From: Rafael J. Wysocki
Date: Mon Nov 15 2004 - 17:11:18 EST


I am observing a strange behavior of the 2.6.10-rc1-mm5 and 2.6.10-rc2 kernels
on a dual-Opteron box with NUMA (Tyan Thunder K8W). It occurs in specific
conditions, but seems to be 100% reproducible.

The situation is the following: I run X with KDE 3.3.1 (SuSE binaries) on SuSE
9.1 (x86-64), I run gkrellm in the background, I edit a text file using Kate,
there's a Konqueror window open and at the same time I play OGG files using
Noatun (not so unusual, I'd guess). Then, after some time (variable), Kate
suddenly starts to repeat the most recently typed character (I have to leave
its window to stop this), Noatun stops playing and arts reports CPU overload.
gkrellm also shows the sudden increase of CPU load (apparently, only one CPU
is almost 100% loaded and the load sometimes "flows" from one CPU to the
other). It all takes about 10 seconds. Then it calms down, and I can start
playing music and typing again. Sometimes Kate behaves normally, but every
time it happens a CPU gets overloaded which causes Noatun to stop playing and
CPU overload is reported (in such cases, the CPU is overloaded with _system_
load). So far, it's happened every time I ran the box with one of the said
kernels, and it can happen several times in a row (at random times).

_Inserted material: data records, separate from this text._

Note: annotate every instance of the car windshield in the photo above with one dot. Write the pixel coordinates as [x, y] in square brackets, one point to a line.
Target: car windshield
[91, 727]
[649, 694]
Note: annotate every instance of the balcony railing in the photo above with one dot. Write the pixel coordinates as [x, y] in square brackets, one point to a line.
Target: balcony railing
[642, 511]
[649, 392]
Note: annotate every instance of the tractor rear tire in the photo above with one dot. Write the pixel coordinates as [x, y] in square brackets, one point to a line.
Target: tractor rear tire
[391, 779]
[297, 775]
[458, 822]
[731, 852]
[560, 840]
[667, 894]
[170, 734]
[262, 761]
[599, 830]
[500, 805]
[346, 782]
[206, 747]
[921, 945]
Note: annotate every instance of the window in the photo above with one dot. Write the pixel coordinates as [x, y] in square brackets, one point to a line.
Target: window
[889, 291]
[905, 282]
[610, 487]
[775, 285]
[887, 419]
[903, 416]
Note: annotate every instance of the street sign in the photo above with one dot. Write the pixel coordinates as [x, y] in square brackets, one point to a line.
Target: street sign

It doesn't occur on the 2.6.10-rc1 kernel (for sure) and, AFAICT, it doesn't
occur on the previous -mm kernels (I must admit I haven't tested them
thoroughly on the dual box, though). I also do not observe this kind of
problems on a single-CPU box with a similar setup, but I usually don't use
Noatun on it.

I suspect that this has been intorduced in 2.6.10-rc1-mm5, so if you have any
ideas, please let me know. If you need more information, please let me know


- Would you tell me, please, which way I ought to go from here?
- That depends a good deal on where you want to get to.
-- Lewis Carroll "Alice's Adventures in Wonderland"